Heike Zinsmeister, Jonas Kuhn, and Stefanie Dipper

Abstract

Creation of high-quality treebanks requires expert knowledge and is extremely time consuming. Hence applying an already existing grammar in treebanking is an interesting alternative. This approach has been pursued in the syntactic annotation of German newspaper text in the Tiger project. We utilized the large-scale German LFG grammar of the ParGram project for semi-automatic creation of Tiger treebank annotations. The symbolic LFG grammar is used for full parsing, followed by semi-automatic disambiguation and automatic transfer into the treebank format. The treebank annotation format is a `hybrid' representation structure which combines constituent analysis and functional dependencies. Both types of information are provided by the LFG analyses.

Although the grammar and the treebank representations coincide in core aspects, e.g. the encoding of grammatical functions, there are mismatches in analysis details that are comparable to translation mismatches in natural language translation.

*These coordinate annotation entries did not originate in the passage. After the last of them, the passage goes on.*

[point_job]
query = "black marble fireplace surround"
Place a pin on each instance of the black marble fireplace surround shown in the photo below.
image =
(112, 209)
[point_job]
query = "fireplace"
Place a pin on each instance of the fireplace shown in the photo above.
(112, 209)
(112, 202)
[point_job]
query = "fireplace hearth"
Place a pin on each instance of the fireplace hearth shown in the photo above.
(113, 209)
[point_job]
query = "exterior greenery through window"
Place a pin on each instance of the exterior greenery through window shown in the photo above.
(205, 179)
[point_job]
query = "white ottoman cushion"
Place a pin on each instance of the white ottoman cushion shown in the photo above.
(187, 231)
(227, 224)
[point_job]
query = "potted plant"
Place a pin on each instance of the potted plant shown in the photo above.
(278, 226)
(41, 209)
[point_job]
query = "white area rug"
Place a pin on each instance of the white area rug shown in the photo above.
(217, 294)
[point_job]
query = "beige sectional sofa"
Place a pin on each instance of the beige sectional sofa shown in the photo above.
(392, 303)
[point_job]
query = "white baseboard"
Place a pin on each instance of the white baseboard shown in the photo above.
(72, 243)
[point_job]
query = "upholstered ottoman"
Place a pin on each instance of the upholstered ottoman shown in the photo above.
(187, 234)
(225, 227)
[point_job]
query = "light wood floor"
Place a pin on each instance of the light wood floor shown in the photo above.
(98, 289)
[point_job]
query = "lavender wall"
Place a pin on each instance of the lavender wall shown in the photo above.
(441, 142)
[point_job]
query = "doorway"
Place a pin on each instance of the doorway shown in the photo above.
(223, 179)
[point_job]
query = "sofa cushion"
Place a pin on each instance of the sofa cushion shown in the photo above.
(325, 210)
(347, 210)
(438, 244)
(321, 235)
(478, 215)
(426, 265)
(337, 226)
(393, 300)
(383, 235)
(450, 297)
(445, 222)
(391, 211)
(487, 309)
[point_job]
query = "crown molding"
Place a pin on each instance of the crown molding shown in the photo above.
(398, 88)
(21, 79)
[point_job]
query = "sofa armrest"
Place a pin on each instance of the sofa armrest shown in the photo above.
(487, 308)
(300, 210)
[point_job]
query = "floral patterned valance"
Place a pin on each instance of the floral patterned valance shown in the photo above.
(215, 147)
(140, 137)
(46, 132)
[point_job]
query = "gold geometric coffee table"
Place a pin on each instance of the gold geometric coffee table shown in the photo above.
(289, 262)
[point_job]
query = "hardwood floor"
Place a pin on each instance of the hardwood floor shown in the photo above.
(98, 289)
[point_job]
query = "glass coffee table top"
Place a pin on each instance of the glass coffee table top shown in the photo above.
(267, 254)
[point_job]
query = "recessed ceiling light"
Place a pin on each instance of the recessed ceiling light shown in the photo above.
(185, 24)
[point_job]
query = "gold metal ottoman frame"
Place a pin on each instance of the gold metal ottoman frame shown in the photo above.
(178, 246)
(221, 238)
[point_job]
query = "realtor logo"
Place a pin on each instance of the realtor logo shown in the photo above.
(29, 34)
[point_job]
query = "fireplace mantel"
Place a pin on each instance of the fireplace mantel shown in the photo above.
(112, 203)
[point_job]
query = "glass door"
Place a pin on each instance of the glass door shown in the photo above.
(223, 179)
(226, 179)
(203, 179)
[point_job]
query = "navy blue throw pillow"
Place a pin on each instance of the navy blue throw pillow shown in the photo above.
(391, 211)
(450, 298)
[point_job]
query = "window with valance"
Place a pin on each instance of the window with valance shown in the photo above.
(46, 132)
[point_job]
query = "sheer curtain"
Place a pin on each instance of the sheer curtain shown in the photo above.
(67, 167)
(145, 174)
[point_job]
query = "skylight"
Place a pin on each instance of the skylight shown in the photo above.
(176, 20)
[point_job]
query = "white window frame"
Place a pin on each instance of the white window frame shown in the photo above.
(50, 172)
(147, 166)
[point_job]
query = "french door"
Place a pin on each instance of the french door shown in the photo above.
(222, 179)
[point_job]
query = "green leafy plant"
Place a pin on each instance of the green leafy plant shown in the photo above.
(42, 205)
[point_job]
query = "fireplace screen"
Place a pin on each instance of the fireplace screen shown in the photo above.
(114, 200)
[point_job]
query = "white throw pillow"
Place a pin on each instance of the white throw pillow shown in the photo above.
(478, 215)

This motivates the use of transfer technology from machine translation.

The German LFG grammar analyzes on average 50% of the sentences, roughly 70% thereof are assigned a correct parse; after OT-filtering, a sentence gets 16.5 analyses on average (median: 2). We argue that despite the limits in corpus coverage the applications of the grammar in treebanking is useful especially for reasons of consistency. Finally, we sketch future extensions and applications of this approach, which include partial analyses, coverage extension, annotation of morphology, and consistency checks.